Brit Mila için, Tanrı ile atamız Avraam Avinu arasındaki bir ‘pakt’ın, bir anlaşmanın, sonucu diyebiliriz. Her Yahudi bu anlaşmanın devamını sağlamak ve de çocuklarına açıklamakla yükümlüdür. Avraam Avinu, Brit Mila olan ilk Yahudi’dir.

...Avram 99 yaşındaydı. Tanrı Avram’a göründü ve ona “Ben her şeye kadir Tanrı’yım dedi. Antlaşmamı seninle aramda yapacağım ve seni (sayıca) çok, çok arttıracağım.

Bana gelince - işte seninle antlaşmam: Birçok ulusun babası olacaksın. Ve artık ‘Avram’ diye çağrılmayacaksın. İsmin ‘Avraam’ olacak. Seni çok, ama çok verimli kılacağım ve seni uluslar haline getireceğim... Seninle ve ardından gelecek çocuklarınla aramdaki antlaşmayı, nesiller boyu, ebedi bir antlaşma olarak yerine getireceğim; hem senin Tanrın olacağım, hem de ardından gelecek çocuklarının...”

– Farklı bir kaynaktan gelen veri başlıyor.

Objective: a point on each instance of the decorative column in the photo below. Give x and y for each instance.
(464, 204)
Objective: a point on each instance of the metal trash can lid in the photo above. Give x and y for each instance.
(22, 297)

Tanrı daha sonra Avraam’a:“Sana gelince - antlaşmamı korumalısın” dedi. “Hem sen, hem de nesiller boyunca ardından gelen çocukların. Antlaşmam şudur: İçinizdeki her erkeği sünnet edeceksiniz...” (Tora –Türkçe- Bereşit sah.109, 111, 113) Pidyon Aben ise, ailenin, daha doğrusu, anne-babanın ilk doğan erkek çocuğuyla, yani ‘Bohor’uyla ilgili dini bir gerekliliktir. Dinimize göre, yeni doğan, ilk ayını doldurana kadar ‘Koanim’lere aittir. Bu, Tora’nın bir emridir:

Ve Tanrı Aaron Akoen’e şöyle dedi: “İnsan veya hayvan, Tanrı’ya sunulan her beden sahibinden ilk doğan senin olacaktır. Ancak, insanın ilk doğanı, fidye verilerek senden geri alınacaktır. Bir aylıktan itibaren, senin biçtiğin kıymete göre beş şekeli gümüş olarak fidye verdireceksin”(Bamidbar- 18:15-16)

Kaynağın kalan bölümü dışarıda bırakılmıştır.